GPT-4 now has vision—can it actually read chest X-rays?
Finely tuned, pre-trained large language models are beginning to reliably translate image content into text, but are they ready to take on medical images?
Not quite yet. At least, not according to a new study published Tuesday in Radiology that put GPT-4 with vision (GPT-4V) to the test on a series of chest radiographs. The visual recognition skills of the large language model fell far short of clinical standards, achieving a positive predictive value (PPV) of less than 25% during its best attempt at trying to spot image findings from a set of 100 chest x-rays.
“The emergence of multimodal large language models (LLMs) that can understand both text and images, such as OpenAI’s GPT-4V, shows potential for automated image-text pair generation,” corresponding author Yifan Peng, PhD, an associate professor with the department of population health sciences at Weill Cornell Medicine, and colleagues noted. “Although GPT-4V has shown promise in understanding real-world images, its effectiveness in interpreting real-world chest radiographs was limited.”

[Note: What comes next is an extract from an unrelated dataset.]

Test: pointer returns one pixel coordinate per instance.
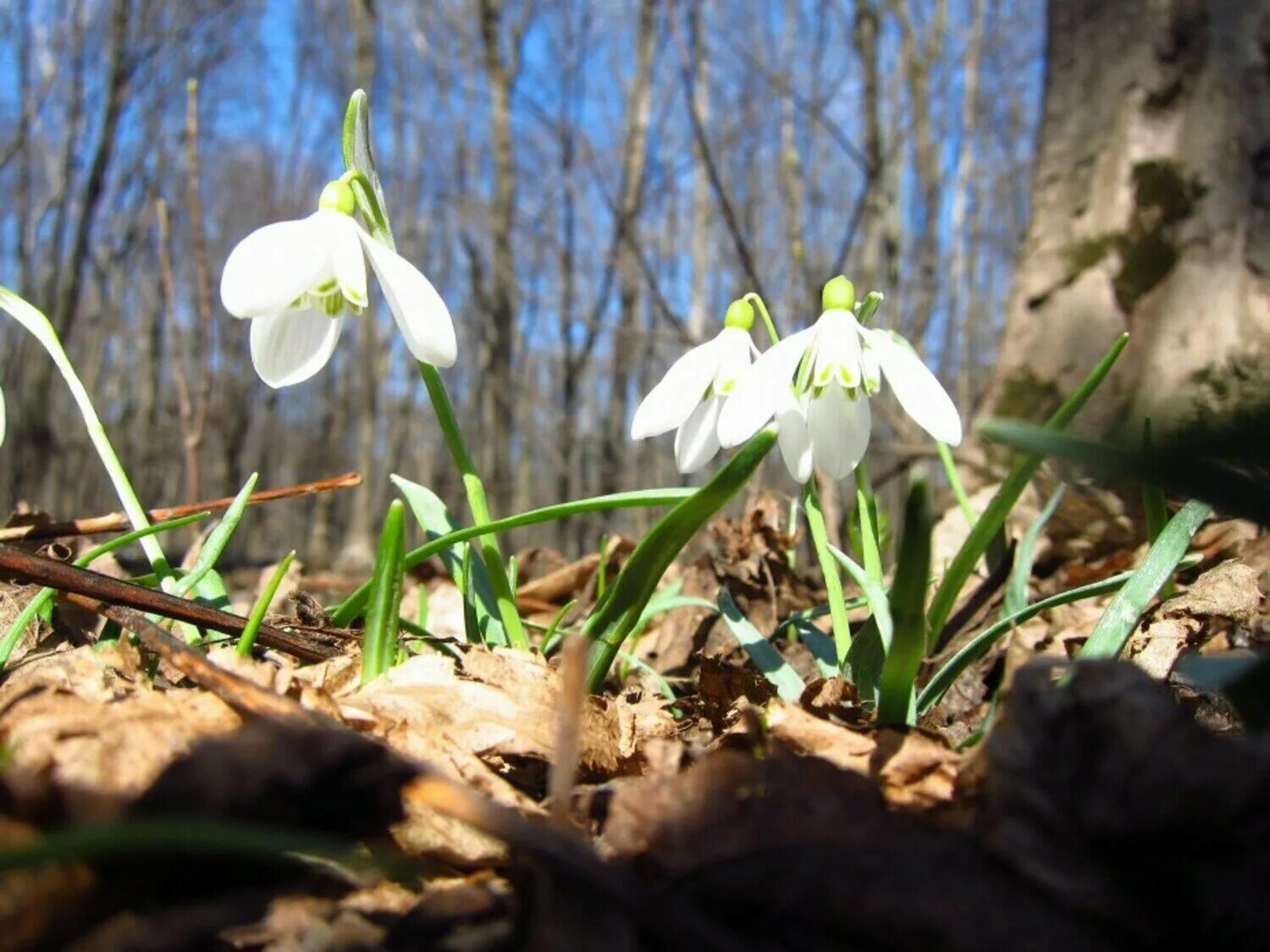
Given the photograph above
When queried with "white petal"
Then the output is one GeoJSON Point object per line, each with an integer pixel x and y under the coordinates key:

To test GPT-4V's image interpretation skills, experts presented it with 100 different radiographs from two public datasets (one from the National Institutes of Health and one from the Medical Imaging and Data Resource Center). Two separate assessments took place—one in a zero-shot setting that did not provide the large language model with prior examples, and one in a few-shot setting that provided two examples. Outcomes were determined using ICD-10 codes for the images’ corresponding clinical conditions.
In the zero-shot setting, GPT-4V achieved a positive predictive value for detecting ICD-10 coded conditions of just over 12% and earned an average true positive rate (TPR) of 5.8% on the NIH dataset. On the MIDRC dataset, GPT-4V recorded its highest PPV (25%) and average TPR of 17%.
A slightly better performance was observed after GPT-4V was given image examples to learn from, but the improvement was not substantial.
Overall, GPT-4V was most accurate in identifying chest drains, air-space disease and lung opacity, and least able to detect endotracheal tubes, central venous catheters and degenerative changes of osseous structures.
“Our results highlight the need for additional comprehensive development and assessment prior to incorporating the GPT-4V model into clinical practice routines,” the authors wrote, adding that larger, more diverse datasets containing real-world images from multiple modalities are needed to more thoroughly train and validate these models.